6. (SBU) Nyangoma also suggested that another international
commission be created to shed light on all suspected crimes
against humanity and human rights committed by the current
administration, such as the extrajudicial killings in Muyinga
and the arrest and prosecution of the suspected coup plotters
in 2006. Noted for his staunch allegiance to a strong
judicial process, Nyangoma questioned why Nkurunziza's
administration insists on separating justice from
reconciliation. In the spirit of the Arusha peace accords,
Nyangoma advocates the installation of a truth and
reconciliation committee to investigate the abuses of the
past. At his suggestion, the pillars of the committee's work
would support the identification of crimes, the procedures
for pardons, and the process for reconciliation.

7. (SBU) In closing, Nyangoma stated that the international
community has a responsibility to ensure that the GOB is
acting in the interest of peace and democracy. He asked that
the U.S. exert pressure on Nkurunziza's administration in
order to get the government back on the right track.
Nyangoma additionally asked for U.S. assistance in pressuring
the GOB for his reinstatement into the National Assembly, a
position he held before his departure to Europe.

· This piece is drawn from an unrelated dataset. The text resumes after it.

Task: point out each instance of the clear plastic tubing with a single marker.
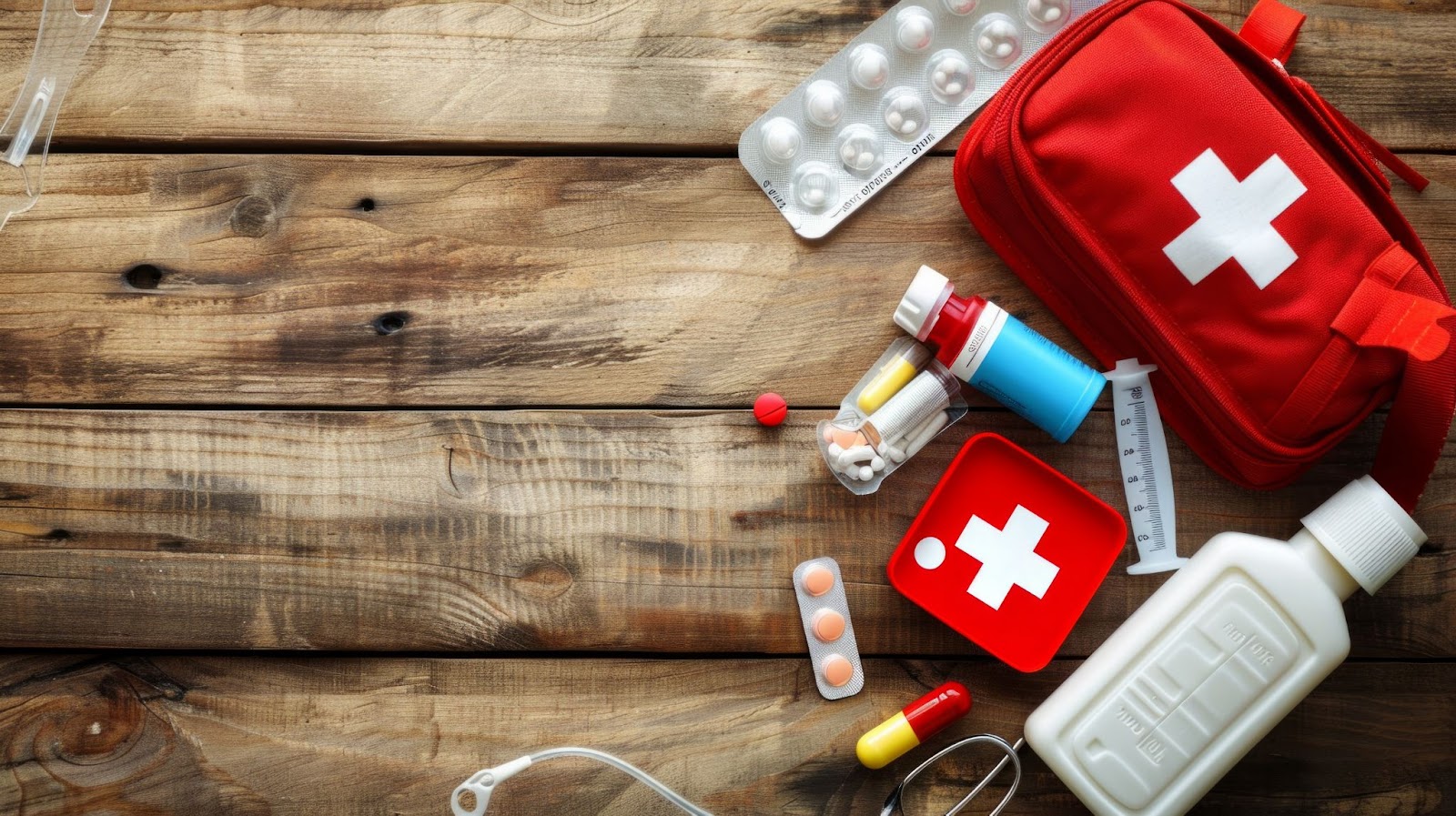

The
Ambassador expressed Washington's desire to help in any
capacity but also insisted that the principal political
players, who are very familiar with each other, act with
goodwill in their own negotiations and work toward
compromises that promote stability and a peaceful future for
Burundi's people. In response, Nyangoma explained that there
is not always straightforward and honest language, as in the
case of the Arusha talks, in the discussions between his
peers. The Ambassador suggested that Nyangoma would provide
a great service to Burundi by approaching those inside and
outside of government to help them learn to speak to each
other in the manner he experienced in Arusha. She
characterized Nyangoma as a 'patriot' to Burundi's people and
patriots work for the good of the country and not for
personal gain.

8. (U) Leonard Nyangoma has been a key figure in Burundi
politics for over 20 years. A teacher by profession, Mr.
Nyangoma became affiliated with the Union for National
Progress (UPRONA) party in the 1980's. He is among the
founders of the Front for Democracy in Burundi (FRODEBU)
party and after FRODEBU's victory in the elections of 1993,
Nyangoma was appointed the Minister of the Interior. In
April of 1994, Nyangoma deserted the FRODEBU party and
created the CNDD party. Although the party eventually split,
Nyangoma remained the president of the original CNDD faction
and participated in the Arusha talks in that capacity.
During the 2005 elections, Nyangoma was elected to the
Parliament representing Bururi with his CNDD party gaining 5
seats in the National Assembly. Fearing for his life after
being accused of harboring weapons and of participating in
the fabricated plot to overthrow the government in 2006,
Nyangoma fled to Europe. A few months later, on the grounds
of desertion, he was removed from the National Assembly.
Nyangoma returned to Burundi on July 15.

9. (SBU) Comment: Nyangoma is well-respected among the
people as a man dedicated to the democratic process as well
as to peace and stability for Burundi. It is surprising that
his discussions with the Ambassador did not focus on any
future efforts on his part to work within the current
political structure to mitigate the ongoing issues, but
instead his visit centered on the ineffectiveness of the
current administration and the need to form a new government.
There can be little disagreement with his analysis of the
current situation or perhaps with many of his suggestions for

putting Burundi,s democratic mission back on track; however,
Burundi would be better served by his leadership in bringing
the government and the major opposition parties to the
negotiating table. His political aspirations are clear and
it is speculated by political observers that the CNDD party
leader, through an alliance with FRODEBU and possibly the
PALIPEHUTU-FNL, could be the next president of Burundi. To
that end, it would be in Nyangoma's best interest to work
towards being part of the solution to Burundi's current
political woes rather than towards the detriment of
Nkurunziza's administration. End Comment.